商いの原点を問い直す
※2010年8月4日に中野区HPに掲載された記事です。
鰻屋の事例から「お客様第一主義」を考える
繁盛店を目指すにあたっては、「お客様第一主義」を抜きには考えられません。ところが、実際に繁盛しだすと、商売の基本である「お客様第一」の精神が忘れられてしまうことも起こります。今回は、私が実際に顧客として体験した事例をご紹介します。
1 8月の猛暑の中、30人の行列ができるO鰻店
8月の中旬、M市の知人から「鰻をご馳走するから出てこないか」との誘いがありました。
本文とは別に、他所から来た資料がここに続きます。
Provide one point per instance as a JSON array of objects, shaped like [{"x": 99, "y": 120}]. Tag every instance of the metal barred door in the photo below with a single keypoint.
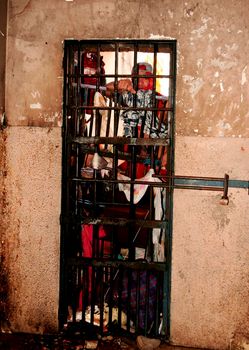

連日の暑さに少々参っていた時でもあり、家内を連れておっとり刀で駆けつけたのは、某有名鰻屋の「O店」でした。
私ども夫婦は初めてだったのですが、行列ができるので有名な店とのこと。昼食をご一緒するので、私どもは開店11時30分の15分前に行ったところ、既に30人位が並んでいました。知人の奥様が猛暑の中を何と1時間前から並び、列の一番前を確保して下さっていたお蔭で一番乗りという気持ちの良い雰囲気のなかで入店できたのでした。
2 古風な店内と美味しい鰻
繁盛店になる要素として、雰囲気の良い「店舗」と優れた「商品」が求められます。店舗は、民家を改造した古風な雰囲気で、いかにも老舗の鰻屋という印象でした。店内はすぐに満杯になり、外には入りきれない人が5~6人行列をつくっていました。
しばらくすると注文を取りにきたのですが、知人の話では料理が出てくるのに30分はかかるとのこと。取り敢えずビールを飲みながら待ちました。しばらくして出てきた鰻の白焼きと鰻重は絶品。O店は、繁盛店に求められる2つの要素をクリアしていました。
3 店外の行列に注意を払わない店員
私達は約1時間半ほどいて店の玄関を出ましたが、まだ20人位の人が並んでいました。そのとき熱中症で倒れた人がいるから「救急車を呼んでくれ」との声が玄関受付に届いたのです。見ると50過ぎのご婦人が外廊下に横たわっており、他の行列客の通報で直ぐに救急車が来たのでした。お店では、この事態にも何ら反応を示すことなく業務を続けていました。
4 O店の問題点
ここで、O店の対応について考えてみましょう。
(1)猛暑の中、30人位が並んでいるにもかかわらず、開店前だからといって門を閉ざしたままでいる。誰のお客様と考えているのでしょうか。
(2)熱中症で倒れたご婦人は外廊下に横たわっていたのですが、お店の人は誰も来ず、いわんや涼しい室内に誘導して休んでもらうこともしていませんでした。
(3)このような事件が起きたにも拘わらず、その後も長い行列を放置していました。確かに趣のある店舗、絶品の商品で有名な店なのですが、ここまで来るとお店の接客姿勢に疑問を感じざるを得ません。商人の基本精神である「お客様第一主義」とはどういう事なのか改めて考える必要がありそうです。真にお客様の事を第一に考えるのであれば、いくらでも工夫は出来るはずです。O鰻店の事例を教訓として、もう一度原点を振り返ってみましょう。